Belgians are voting today in parliamentary elections that most predict could take the country significantly closer to splitting in two.
In a country with the third highest public debt in Europe, internal politics rather than the economy is dominating the vote.
Polls predict a man who has openly called for the gradual “evaporation” of Belgium will emerge with the greatest number of seats.
Bart de Wever’s New Flemish Alliance (NVA) is predicted to pick up 26 per cent of the vote.
But the electoral system in Belgium means he will need coalition partners, including from French speakers.
Many believe he will invite Elio de Rupo, leader of the Francophone Socialist Party to join him – and possibly offer him the role of Prime Minister in retrun for a deal on devolution.

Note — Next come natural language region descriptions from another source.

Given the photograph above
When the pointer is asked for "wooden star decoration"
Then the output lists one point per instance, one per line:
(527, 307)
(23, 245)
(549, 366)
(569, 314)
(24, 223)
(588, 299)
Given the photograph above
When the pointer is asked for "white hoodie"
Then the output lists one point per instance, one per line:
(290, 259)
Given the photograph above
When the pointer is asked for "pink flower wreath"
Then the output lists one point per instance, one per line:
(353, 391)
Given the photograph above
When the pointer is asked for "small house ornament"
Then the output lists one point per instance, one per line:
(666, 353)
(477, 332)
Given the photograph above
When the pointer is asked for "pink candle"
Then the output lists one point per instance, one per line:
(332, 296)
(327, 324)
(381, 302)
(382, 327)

De Rupo would be the first Francophone premier in 36 years.
The election follows the collapse of Yves Leterme’s five-party coalition in April. Leterme will stay on as caretaker prime minister until a new coalition is created.
But that would mark the end of his political career. Marianne Thyssen is now chairperson of his Flemish Christian Democrats party – and some tip her to become the first female premier of Belgium.
The arrival of former Belgian pm, the European Council President, Herman van Rompuy at the polling station is a reminder that in just two weeks Belgium takes over the rotating presidency of the EU.